A
Guiné Equatorial é um país da África Ocidental e tem o maior PIB per capita do continente africano. Apesar
disto, 70% da população vive abaixo do limiar da pobreza.
A
sua forma de governo é uma ditadura feroz com três décadas e meia de existência,
onde o respeito pelos mais elementares direitos humanos é quase inexistente,
segundo organizações insuspeitas como a Amnistia Internacional. Também o nível
de corrupção existente na Guiné Equatorial é dos mais elevados do mundo,
ocupando a 163ª posição entre 177 países, no Índice de Percepção sobre
Corrupção de 2013 da Transparência Internacional.
É
neste quadro que o ditador Teodoro Obiang, no poder desde 1979, candidatou o país
a membro da Comunidade dos Países de Língua Portuguesa (CPLP).
Muitas
personalidades e organizações da CPLP se têm insurgido contra a possibilidade
de uma sanguinária ditadura vir a fazer parte de uma organização cujos
estatutos proíbem a pena de morte, exigem a existência de práticas
democráticas, promoção do respeito pelos direitos humanos e melhoria das
condições de vida das populações, para referirmos apenas os principais pontos.
Um
grupo de mais de 50 personalidades de relevo de vários países, alguns deles não
pertencentes à CPLP vem agora tomar posição sobre este tema, numa Carta Aberta
aos Chefes de Estado e de Governo dos países da CPLP (*).
Exmos.
Senhores Chefes de Estado e de Governo dos países da CPLP,
No
dia 20 de Fevereiro de 2014, os Ministros de Negócios Estrangeiros da
Comunidade de Países de Língua Portuguesa (CPLP), recomendaram que a Guiné
Equatorial se tornasse membro de pleno direito da CPLP, decisão que deverá ser
ratificada durante a Conferência que terá lugar daqui a um mês, em Díli.
Um
dos “progressos” registados pelos ministros, face ao Programa de Adesão de
Julho de 2012, foi o anúncio da adoção de uma moratória sobre a pena de morte.
Porém, organizações como a Amnistia Internacional divulgaram que pouco tempo
antes, pelo menos quatro pessoas, “senão mesmo nove”, foram executadas.

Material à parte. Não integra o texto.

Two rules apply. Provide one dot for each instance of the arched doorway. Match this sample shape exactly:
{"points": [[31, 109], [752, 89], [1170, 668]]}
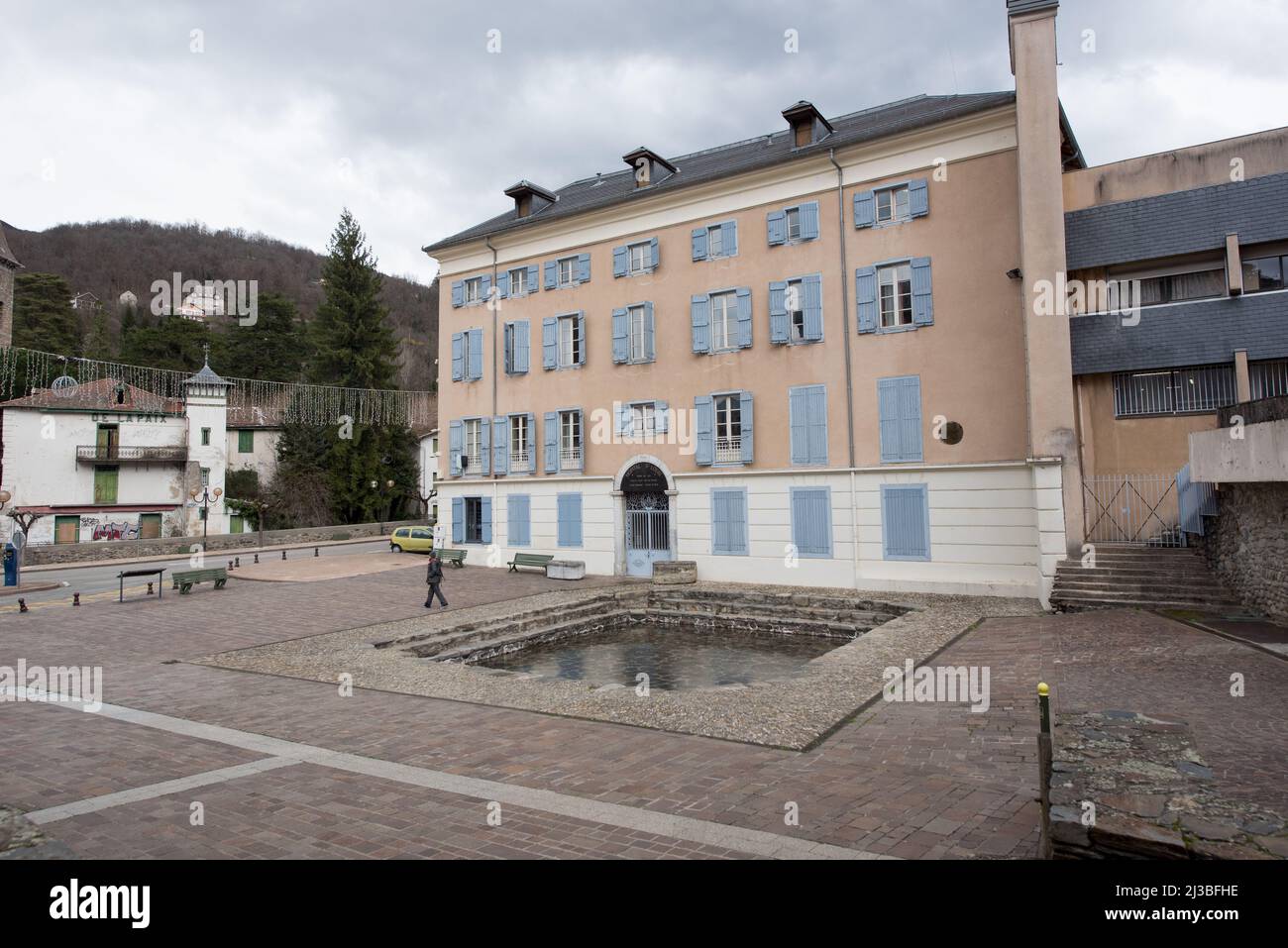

Estas
mortes levantam sérias dúvidas sobre a motivação da moratória
apresentada.
Acresce
o facto de nada ter sido introduzido na Constituição ou na lei penal ordinária
que permita concluir com segurança que o país tenciona pôr fim à pena de morte.
A anunciada “moratória temporária à aplicação da pena de morte”, contida na
Resolução Presidencial n.º 426/2014, não passa disso mesmo: uma decisão,
temporária, que não foi sequer submetida a ratificação parlamentar nem a
referendo popular. Continuam também a registar-se várias execuções
extrajudiciais pelas forças de segurança governamentais.
É,
pois, incompreensível, que os Ministros tenham concluído existirem “progressos”
nesta matéria.
Segundo
a Amnistia: “a Guiné Equatorial apresenta uma situação muito preocupante de
direitos humanos, tendo falhado na adoção de muitas das recomendações feitas no
âmbito da avaliação periódica das Nações Unidas”. Também a Human Rights Watch e
o Departamento de Estado dos EUA, num relatório de Fevereiro, denunciam casos
de detenções extrajudiciais em que os detidos ficam sem acesso ao exterior,
desaparecimentos forçados, práticas de tortura e limitação ao exercício dos
direitos políticos em democracia.
A
corrupção a todos os níveis é outro problema grave. De acordo com várias
organizações internacionais, o filho mais velho do Presidente Obiang, enquanto
ministro da Agricultura e Florestas, extorquiu fundos públicos que canalizou
através de empresas fictícias para contas bancárias sob o seu controlo.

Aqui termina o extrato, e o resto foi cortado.